Rakor yang dilakukan di Aula Hotel Teras Belad, Sangatta Utara, Jumat (21/11/2025) tersebut, bertujuan utama untuk mengakselerasi implementasi program Satu Data dan mengevaluasi kinerja Perangkat Daerah (PD) dalam proses pengumpulan data.

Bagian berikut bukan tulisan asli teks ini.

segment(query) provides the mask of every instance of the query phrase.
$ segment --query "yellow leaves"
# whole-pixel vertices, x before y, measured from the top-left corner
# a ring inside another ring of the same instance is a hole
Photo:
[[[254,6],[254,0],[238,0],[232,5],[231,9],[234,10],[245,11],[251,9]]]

Mewakili Kepala Diskominfo Staper Kutim Ronny Bonar H Siburian, Sekretaris Diskominfo Rasyid secara resmi membuka kegiatan tersebut. Ia menjelaskan bahwa rakor ini merupakan tindak lanjut langsung dari Forum Satu Data Kutai Timur yang telah dilaksanakan pada akhir tahun 2024. Rakor kali ini menghadirkan narasumber dari Badan Pusat Statistik (BPS) Kutim, Ari Sutyanto, serta seluruh operator data Perangkat Daerah terkait.
Rasyid menekankan bahwa keberhasilan implementasi Satu Data bukan semata-mata berada di tangan Walidata (Diskominfo), melainkan merupakan tanggung jawab bersama seluruh Perangkat Daerah. Evaluasi yang dilakukan dalam rakor ini mencakup kelengkapan data, ketepatan waktu, dan kesesuaian data yang disampaikan oleh setiap PD dengan daftar data yang telah ditetapkan. “Melalui evaluasi ini, kami berharap kendala-kendala yang dihadapi dapat segera teridentifikasi sehingga dapat dirumuskan langkah perbaikan yang efektif ke depan,” katanya.
Lebih lanjut, Rasyid memberikan penekanan keras pada pentingnya kualitas data yang dihasilkan, yang harus sesuai dengan prinsip-prinsip standar statistik yang berlaku. Ia menegaskan, tanpa kedisiplinan dan koordinasi yang baik, data yang dihasilkan tidak akan mampu menjadi dasar pengambilan keputusan yang berkualitas. “Kualitas data yang akurat dan terintegrasi adalah kunci utama bagi Pemkab untuk merumuskan kebijakan yang tepat sasaran dan berdampak signifikan bagi masyarakat,” tambahnya.
Rasyid mengajak seluruh peserta untuk berpartisipasi aktif dalam sesi diskusi demi perbaikan berkelanjutan. Ia berharap pertemuan ini dapat memperkuat sinergi dan komitmen di kalangan operator data dalam mewujudkan tata kelola data yang lebih baik di Kutai Timur, menjadikan Satu Data sebagai pondasi utama pembangunan daerah.